On Tuesday, the NNPCL and other oil marketers raised the price of petrol from about N537/litre to between N617 and N630/litre, a development that triggered widespread anger across the country.
Commenting on the matter, the President, Manufacturers Association of Nigeria, Francis Meshioye, said the unpredictability of fuel price hikes would take a serious toll on manufacturers who already had to readjust budgets to factor in the added costs caused by the removal of fuel subsidy.
He said the increase in fuel price had already raised the cost of logistics, which would be compounded by the latest hike.
He stated that given the trend, there were fears among manufacturers that this might not be the final increase and urged the government to develop a culture of engaging key stakeholders before decisions with far-reaching consequences such as this, were taken.
“When fuel subsidy was removed, most people were of the opinion that the change that would occur was going to be a one-off change. If there was going to be any change, we expected little, not a skyrocketing one.
“The signal this gives to the business community is that – are we sure this is the final increase? Some of our members have tried to make some readjustments. This will make nonsense of the budget that we have done. We have said it severally, when it is difficult for you to operate, what happens next?
“If people are unable to come to work and you have to increase prices for consumers, what will happen? And where is the purchasing capability of the consumer to really purchase?” Meshioye stated.
Also speaking, the Deputy President, Lagos Chamber of Commerce and Industry, Gabriel Idahosa, said the increase in petrol price would usher in severe hardship for businesses, especially in the near-term.
Idahosa said, “In the near term, there will be a lot of hardship. A lot of small businesses will crumble completely. There will be a drop in production capacity.

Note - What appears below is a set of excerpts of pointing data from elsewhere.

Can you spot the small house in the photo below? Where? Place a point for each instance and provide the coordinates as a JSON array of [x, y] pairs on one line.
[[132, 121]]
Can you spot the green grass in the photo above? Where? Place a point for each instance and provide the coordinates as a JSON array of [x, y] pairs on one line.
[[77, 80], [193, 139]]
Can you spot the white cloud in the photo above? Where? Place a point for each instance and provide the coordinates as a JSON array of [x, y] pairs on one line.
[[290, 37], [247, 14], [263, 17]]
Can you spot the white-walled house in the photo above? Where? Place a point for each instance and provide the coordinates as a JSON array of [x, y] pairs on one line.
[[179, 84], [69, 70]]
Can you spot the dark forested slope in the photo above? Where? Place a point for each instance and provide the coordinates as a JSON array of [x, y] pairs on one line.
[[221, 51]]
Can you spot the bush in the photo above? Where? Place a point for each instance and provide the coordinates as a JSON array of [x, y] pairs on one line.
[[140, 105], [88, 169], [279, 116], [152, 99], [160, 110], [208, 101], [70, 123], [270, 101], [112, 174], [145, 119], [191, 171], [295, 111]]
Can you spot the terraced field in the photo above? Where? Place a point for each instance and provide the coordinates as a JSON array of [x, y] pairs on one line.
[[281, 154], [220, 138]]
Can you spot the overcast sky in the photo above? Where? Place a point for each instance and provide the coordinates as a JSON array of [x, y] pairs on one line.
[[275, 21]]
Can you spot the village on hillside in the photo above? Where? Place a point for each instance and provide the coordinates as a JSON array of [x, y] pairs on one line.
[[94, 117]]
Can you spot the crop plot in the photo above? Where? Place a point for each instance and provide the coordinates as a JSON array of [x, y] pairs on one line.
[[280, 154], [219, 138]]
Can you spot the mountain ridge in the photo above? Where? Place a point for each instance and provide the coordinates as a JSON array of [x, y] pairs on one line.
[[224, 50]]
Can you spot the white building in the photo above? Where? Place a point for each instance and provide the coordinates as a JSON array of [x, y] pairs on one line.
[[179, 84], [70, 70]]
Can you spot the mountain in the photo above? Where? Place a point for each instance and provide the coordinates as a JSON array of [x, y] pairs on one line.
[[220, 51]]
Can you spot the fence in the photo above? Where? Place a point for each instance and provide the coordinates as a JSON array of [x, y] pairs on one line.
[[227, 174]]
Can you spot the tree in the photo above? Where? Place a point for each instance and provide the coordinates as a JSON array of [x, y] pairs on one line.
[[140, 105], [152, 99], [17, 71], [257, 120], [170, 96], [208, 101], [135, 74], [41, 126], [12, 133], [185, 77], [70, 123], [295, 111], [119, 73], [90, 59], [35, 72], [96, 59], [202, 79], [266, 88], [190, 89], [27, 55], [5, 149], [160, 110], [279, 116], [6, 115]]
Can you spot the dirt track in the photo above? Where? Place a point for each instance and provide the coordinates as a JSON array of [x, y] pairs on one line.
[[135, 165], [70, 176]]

How fast we can get out of it is what the conversation is about now.”
On his part, the President, Association of Small Business Owners of Nigeria, Femi Egbesola, expressed worry that more businesses would collapse due to the increased hardship that would characterise the operating environment.

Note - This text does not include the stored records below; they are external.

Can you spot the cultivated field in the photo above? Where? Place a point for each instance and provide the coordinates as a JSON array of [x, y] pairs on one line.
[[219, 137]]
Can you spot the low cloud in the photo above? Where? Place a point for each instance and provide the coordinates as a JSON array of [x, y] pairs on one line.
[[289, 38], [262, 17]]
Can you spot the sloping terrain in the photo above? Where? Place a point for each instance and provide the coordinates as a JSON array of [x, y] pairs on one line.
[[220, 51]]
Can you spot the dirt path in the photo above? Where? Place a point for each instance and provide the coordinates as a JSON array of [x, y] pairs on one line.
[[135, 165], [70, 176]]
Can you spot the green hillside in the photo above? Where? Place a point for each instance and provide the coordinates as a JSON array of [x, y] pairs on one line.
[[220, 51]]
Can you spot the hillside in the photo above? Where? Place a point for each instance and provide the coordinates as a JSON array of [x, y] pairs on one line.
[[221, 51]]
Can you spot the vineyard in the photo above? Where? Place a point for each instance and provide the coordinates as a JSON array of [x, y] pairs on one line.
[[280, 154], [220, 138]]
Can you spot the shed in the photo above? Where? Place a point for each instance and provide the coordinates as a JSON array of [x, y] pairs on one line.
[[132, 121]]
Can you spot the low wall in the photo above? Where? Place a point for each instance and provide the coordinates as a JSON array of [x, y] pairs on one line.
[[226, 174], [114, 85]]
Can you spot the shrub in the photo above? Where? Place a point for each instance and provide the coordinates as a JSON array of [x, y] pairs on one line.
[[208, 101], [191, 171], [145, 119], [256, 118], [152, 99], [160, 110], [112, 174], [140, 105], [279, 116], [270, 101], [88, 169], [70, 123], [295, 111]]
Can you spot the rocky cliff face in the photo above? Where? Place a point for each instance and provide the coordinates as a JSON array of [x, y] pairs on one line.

According to him, increasing the pump price of petrol at a time small businesses were fighting for their lives as result of the recent removal of fuel subsidy was a “sledge hammer” that would annihilate many SMEs.
Egbesola said, “It is a sledgehammer on micro and small businesses. I just wonder how we will survive. I must tell you I am confused. The economy has been in a basket, but this is suicidal. I foresee quite a lot of businesses going under. I don’t see how micro and small businesses can survive this. Many will go down.”
Also speaking, the National Vice President, Nigerian Association of Small Scale Industrialists, Segun Kuti-George, said the development would put further strain on businesses that were already grappling with increased costs associated with the government’s recent economic reforms.
He said, “It will bring additional burden on manufacturers who have to contend with the creation of alternative sources of energy to run their businesses. The only fearful thing for me is that our own case as a country does not obey economic theories. It doesn’t respond to market forces.
“It should not be an upswing all the time. If the price of crude in the international market comes down, it is expected that the pump price should also come down. But whether that will happen in Nigeria is a different ball game because whatever goes up, stays there.”
In the same vein, the National Vice Chairman, Nigeria Association of Small and Medium Enterprises, Solomon Aderoju, said more businesses would fold operations in light of the unbearable costs, which has been worsened by the increase in fuel price.
Aderoju said, “It will increase the cost of operations. Many SMEs are packing up already. MPR is 18.5. The rate of inflation is 22.79 per cent. So, no SME can thrive under this environment, with these kinds of government policies. More are still going to close down. I bought fuel for N14,000 today. It cannot last me more than a day or two. It will affect us tremendously. It is quite unfortunate.”